Alex Leikikh, the son of Russian immigrants to Minnesota, had key posts at agencies Leo Burnett and Fallon -- working at Fallon on the BMW account -- before being named president of Mullen's headquarters office in Boston.
This year, his team made an emotion-filled pitch to win the Acura business. Leikikh (LAY'-kee), 40, spoke with Staff Reporter Mark Rechtin about life with the new client.
Q: What won the Acura account for you?
A: We wanted to find a way to show the synergy of man and machine that is a driving force within Acura engineering and design, but in a fresh way and with some emotion to it.
What was the "wandering road" theme to your pitch?
The wandering road theme came in respect to Acura's sales for the past 10 years. We were asking to see if we could stop this wandering road of sales ebbs and flows. The product pipeline is coming with great, advanced, high-tech luxurious products that deserve really strong communications support. We should see hockey stick growth.
American Honda also had the Honda brand under review. Did you have a shot at winning the Honda account as well?
We clearly got the sense that both were in play. Somewhere along the way, one of the other agencies asked whether they could pitch just one brand or the other, and Honda's answer was, "No, pitch both." When we did the chemistry-credentials sessions, we had separate conference rooms for Honda and for Acura, with separate teams. We treated them very differently. We obviously swung for both.

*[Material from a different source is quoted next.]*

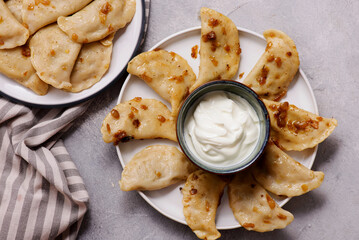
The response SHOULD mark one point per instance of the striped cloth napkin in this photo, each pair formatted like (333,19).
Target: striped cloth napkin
(42,195)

What are Acura's strengths?
Wow, this takes me back to Leo Burnett days. I would say great quality, precisely built products, high-tech innovation, luxurious products. People don't know enough about how luxurious they are. Acuras are efficient, really advanced machines. There's a strong product pipeline.

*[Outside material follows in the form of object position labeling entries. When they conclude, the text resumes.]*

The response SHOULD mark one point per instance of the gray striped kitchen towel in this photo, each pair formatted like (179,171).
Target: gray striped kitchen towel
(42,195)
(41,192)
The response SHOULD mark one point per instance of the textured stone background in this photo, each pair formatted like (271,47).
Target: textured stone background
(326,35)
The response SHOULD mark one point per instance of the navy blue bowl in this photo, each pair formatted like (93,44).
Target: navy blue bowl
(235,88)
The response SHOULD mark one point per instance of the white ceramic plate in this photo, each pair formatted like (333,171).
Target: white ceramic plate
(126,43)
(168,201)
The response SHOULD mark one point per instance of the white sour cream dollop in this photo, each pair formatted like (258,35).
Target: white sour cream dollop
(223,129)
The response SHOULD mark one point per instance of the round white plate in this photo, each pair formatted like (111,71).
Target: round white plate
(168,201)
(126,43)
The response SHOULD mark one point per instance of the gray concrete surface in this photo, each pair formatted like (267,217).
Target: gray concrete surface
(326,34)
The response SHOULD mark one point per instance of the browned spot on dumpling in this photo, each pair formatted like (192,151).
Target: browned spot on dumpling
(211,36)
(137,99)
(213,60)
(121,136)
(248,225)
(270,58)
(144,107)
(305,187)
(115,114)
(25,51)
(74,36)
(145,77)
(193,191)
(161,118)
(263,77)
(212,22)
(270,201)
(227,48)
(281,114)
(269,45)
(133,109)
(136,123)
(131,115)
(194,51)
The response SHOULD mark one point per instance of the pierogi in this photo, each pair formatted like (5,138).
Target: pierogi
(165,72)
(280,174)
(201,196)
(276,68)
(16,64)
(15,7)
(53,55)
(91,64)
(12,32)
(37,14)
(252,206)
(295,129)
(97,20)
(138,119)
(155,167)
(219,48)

Inconsistent marketing. The product is greater than the marketing created to support it.
To attract people from conquest brands to consider Acura. Right now, Acura does a lot of business trading up from Accord or Pilot. But there is an opportunity in going after BMW, Mercedes, Lexus and Infiniti.
Aggressive, smart targeting and spending on the part of the competition. They have a lot of great products. We have to fight for every eyeball and lean on creativity. We have to embrace the concept of creativity as an economic multiplier.

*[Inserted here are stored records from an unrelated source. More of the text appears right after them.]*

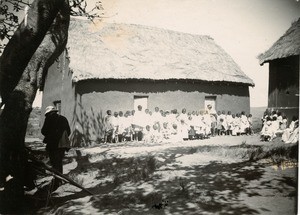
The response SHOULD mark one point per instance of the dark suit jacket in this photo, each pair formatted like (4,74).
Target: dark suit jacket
(53,128)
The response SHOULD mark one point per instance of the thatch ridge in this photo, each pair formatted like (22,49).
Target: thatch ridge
(287,45)
(127,51)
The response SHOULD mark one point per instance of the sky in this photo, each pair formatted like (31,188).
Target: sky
(243,28)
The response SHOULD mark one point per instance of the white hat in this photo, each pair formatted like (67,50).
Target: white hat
(50,109)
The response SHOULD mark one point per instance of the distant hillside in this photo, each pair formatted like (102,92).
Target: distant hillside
(33,127)
(257,113)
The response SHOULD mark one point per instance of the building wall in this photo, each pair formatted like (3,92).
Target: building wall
(284,85)
(94,97)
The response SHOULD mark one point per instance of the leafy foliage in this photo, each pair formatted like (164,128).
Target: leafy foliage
(11,11)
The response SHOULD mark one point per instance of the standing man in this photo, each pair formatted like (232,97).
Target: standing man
(53,129)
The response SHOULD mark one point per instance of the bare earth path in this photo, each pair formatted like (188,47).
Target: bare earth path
(212,176)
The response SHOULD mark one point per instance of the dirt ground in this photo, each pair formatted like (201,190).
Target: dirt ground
(212,176)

Is Acura a luxury or a premium brand?
Everyone at Acura believes it's luxury. It just hasn't been pitched that way. It's not so much about performance characteristics. If you look at the kind of people we're trying to attract, it's more about substance than showmanship. If you think about what our competitors are creating, they are creating machines for driving or for status and prestige based on the badge, while some are striving for perfection. We are trying to attract intellectual, grounded, normal people. They don't define themselves by the badge in the driveway. They have more substance than that.
Why hasn't Acura caught on?
You have to give people an emotional trigger or a reason to consider this thing. You have to have a love factor with these vehicles. We have to create a company that society wants to exist. We are going to pull an emotional trigger with the MDX in June and see it evolve over the course of time.
But most Acura buyers come from Honda, Toyota and Nissan, not from other luxury brands. How do you get that conquest buyer?
The good news is that there are a lot of Honda consumers who understand the value the Acura brand provides that will step up into an Acura. But we really need to elevate the luxuriousness and prestige factor to get people who drive Mercedes, BMW, Audi and Lexus to take a look at Acura. The new MDX is an awesome, luxurious, high-tech machine. If you are looking at a Q5 or X5, you are crazy not to look at an MDX.
Whose automotive ad work do you admire?
There isn't a lot of really amazing automotive work right now. I thought the prom spot for Audi was interesting. I admire what they are doing from an advertising perspective in using works like "bravery." I think that's a good word for them. I thought [Toyota's] "swagger wagon" campaign [for the Sienna] was a bold way to talk about a minivan.
I wish we would see more of the BMW Films type of work. It's still the standard for auto advertising and marketing.
There are so many creative minds and financial resources available. I want to see that era of marketing come back to the automotive space.